Koch: Ein Befriedigend. Was ich nicht mag, dass ist die Das-Glas-ist-halb-leer-Betrachtung in Oberhausen. Viele Menschen sagen, in der Stadt passiere nichts, es ginge nur bergab. Das akzeptiere ich nicht. In diesem einem Jahr habe ich Oberhausen als eine Stadt kennengelernt, in der man Empathie und Sympathie erlebt und so etwas bewegen kann. Man beachte, wir hatten in diesem Jahr weit über 1000 Stellenangebote mehr als 2014. Trotzdem haben wir auch Betriebe, die in eine Schieflage geraten sind. Und die Zahl der Neuansiedlungen ist geringer als in anderen Ruhrgebietsstädten. Insofern ist für mich das Glas immerhin halb voll.

Muss die Stadt Oberhausen mehr für die Wirtschaft tun?

Koch: Die Stadt hat die Zeichen der Zeit erkannt. Der geplante Wegzug von Oxea nach Monheim ist sicherlich ein Beispiel, das für viel Diskussionsstoff gesorgt hat. Was ich mir allerdings wünschen würde, das wäre, dass die Wirtschaftsförderung stärker das Thema Langzeitarbeitslosigkeit berücksichtigt.

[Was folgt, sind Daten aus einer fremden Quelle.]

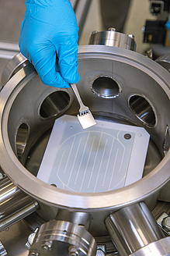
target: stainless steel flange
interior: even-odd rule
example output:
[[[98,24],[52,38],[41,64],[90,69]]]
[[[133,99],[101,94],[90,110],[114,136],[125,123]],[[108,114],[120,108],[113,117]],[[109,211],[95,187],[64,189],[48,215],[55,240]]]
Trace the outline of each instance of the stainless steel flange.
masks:
[[[105,45],[80,47],[78,62],[78,89],[96,118],[134,123],[151,134],[152,153],[147,157],[144,177],[116,190],[82,194],[54,187],[28,172],[24,165],[38,140],[56,118],[64,113],[75,115],[78,109],[70,88],[45,86],[29,63],[0,93],[0,165],[16,186],[43,204],[92,213],[92,229],[102,234],[109,214],[141,201],[154,208],[159,190],[169,180],[170,151],[165,155],[164,145],[168,144],[170,127],[170,75],[140,54]],[[109,91],[106,83],[111,84]],[[23,128],[26,146],[19,162],[16,141]],[[40,160],[34,162],[31,171]]]

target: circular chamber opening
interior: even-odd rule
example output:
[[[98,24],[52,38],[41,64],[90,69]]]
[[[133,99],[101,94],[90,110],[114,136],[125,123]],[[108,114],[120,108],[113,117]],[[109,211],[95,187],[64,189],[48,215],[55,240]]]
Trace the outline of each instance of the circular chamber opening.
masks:
[[[62,112],[70,102],[70,96],[65,91],[55,91],[43,101],[40,114],[43,118],[50,118]]]
[[[92,85],[92,91],[99,97],[112,98],[119,96],[120,87],[118,83],[109,76],[99,76]]]
[[[18,129],[16,139],[16,152],[19,158],[21,158],[23,155],[28,137],[29,127],[27,124],[22,123]]]
[[[155,125],[154,112],[146,98],[139,95],[131,96],[129,99],[129,106],[135,116],[144,123],[149,126]]]

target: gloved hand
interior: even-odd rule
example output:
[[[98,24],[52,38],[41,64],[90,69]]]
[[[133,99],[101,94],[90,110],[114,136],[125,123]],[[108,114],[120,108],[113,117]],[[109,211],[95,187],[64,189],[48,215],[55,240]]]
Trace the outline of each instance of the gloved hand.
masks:
[[[21,26],[22,54],[43,83],[68,87],[78,83],[78,25],[69,0],[26,0]]]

Sollen die Wirtschaftsförderer bei der Vermittlung helfen?
Wirtschaftsförderung hat viel mit Arbeitsmarkt und Beschäftigung zu tun. Dazu gehört zum Beispiel öffentlich geförderte Beschäftigung. Wir können mittlerweile Arbeitsplätze bis zu hundert Prozent subventionieren. Das ist ein Thema, das auch auf die Agenda der Wirtschaftsförderung gehört. Neben der Tatsache, dass auch Langzeitarbeitslose gute Arbeitskräfte sein oder werden können.

Zum Schluss das große Thema Flüchtlinge. Wie sehen Sie die Chancen der über 3000 Flüchtlinge in Oberhausen auf dem Arbeitsmarkt?

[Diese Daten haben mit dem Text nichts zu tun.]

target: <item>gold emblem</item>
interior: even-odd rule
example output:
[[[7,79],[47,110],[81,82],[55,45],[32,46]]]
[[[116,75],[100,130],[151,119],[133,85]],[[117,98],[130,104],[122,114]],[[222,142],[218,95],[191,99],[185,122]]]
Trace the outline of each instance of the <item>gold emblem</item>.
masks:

Koch: Ich schätze sie als gut ein.

Durch die Flüchtlinge steigen erst einmal aber unsere Arbeitslosenzahlen?

Koch: Davon ist auszugehen. Die Menschen müssen zuerst unsere Sprache beherrschen, um einen Job zu finden. Damit müssen wir anfangen, bevor wir sie in Arbeit vermitteln können. Und eine Sprache lernt man nicht in wenigen Monaten.

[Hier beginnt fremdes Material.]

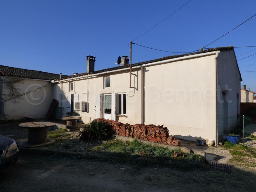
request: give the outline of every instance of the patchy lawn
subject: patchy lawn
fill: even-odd
[[[239,167],[256,170],[256,148],[226,142],[223,147],[229,150],[233,157],[228,163]]]
[[[204,157],[200,155],[182,153],[179,148],[171,150],[166,148],[153,146],[136,139],[131,142],[113,140],[103,141],[93,149],[118,156],[123,159],[129,159],[130,161],[136,161],[138,158],[142,157],[154,160],[157,164],[163,163],[176,168],[195,168],[204,167],[205,165],[203,163]],[[180,156],[175,156],[177,154]]]
[[[113,163],[60,155],[20,153],[0,174],[5,192],[253,191],[255,173],[210,169],[184,171],[155,164]]]

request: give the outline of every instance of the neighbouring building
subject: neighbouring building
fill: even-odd
[[[243,85],[241,89],[241,102],[253,103],[254,94],[256,92],[246,90],[246,85]]]
[[[0,65],[0,121],[45,118],[60,75]]]
[[[104,117],[164,124],[178,138],[218,143],[232,128],[226,117],[240,115],[242,79],[233,46],[135,63],[131,79],[127,56],[121,65],[98,71],[95,58],[87,56],[86,72],[52,81],[59,118],[76,111],[84,123]]]

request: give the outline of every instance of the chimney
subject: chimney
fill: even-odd
[[[94,64],[95,62],[95,57],[88,55],[87,57],[87,72],[94,72]]]
[[[123,56],[122,58],[122,62],[121,62],[121,65],[128,65],[129,64],[129,57],[126,55]]]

Wie viele Flüchtlinge, die hierbleiben, werden in fünf Jahren auf eigenen Füßen stehen?

Koch: Für das kommende Jahr haben wir uns zehn Prozent vorgenommen. Bei vielen Faktoren wissen wir bei einer Zeitspanne von fünf Jahren zwar nicht, wie sie sich entwickeln werden, doch ich bin da optimistisch. Wir wollen jedenfalls die eindeutige Mehrheit der Flüchtlinge in dieser Zeit in Ausbildung und Arbeit vermitteln.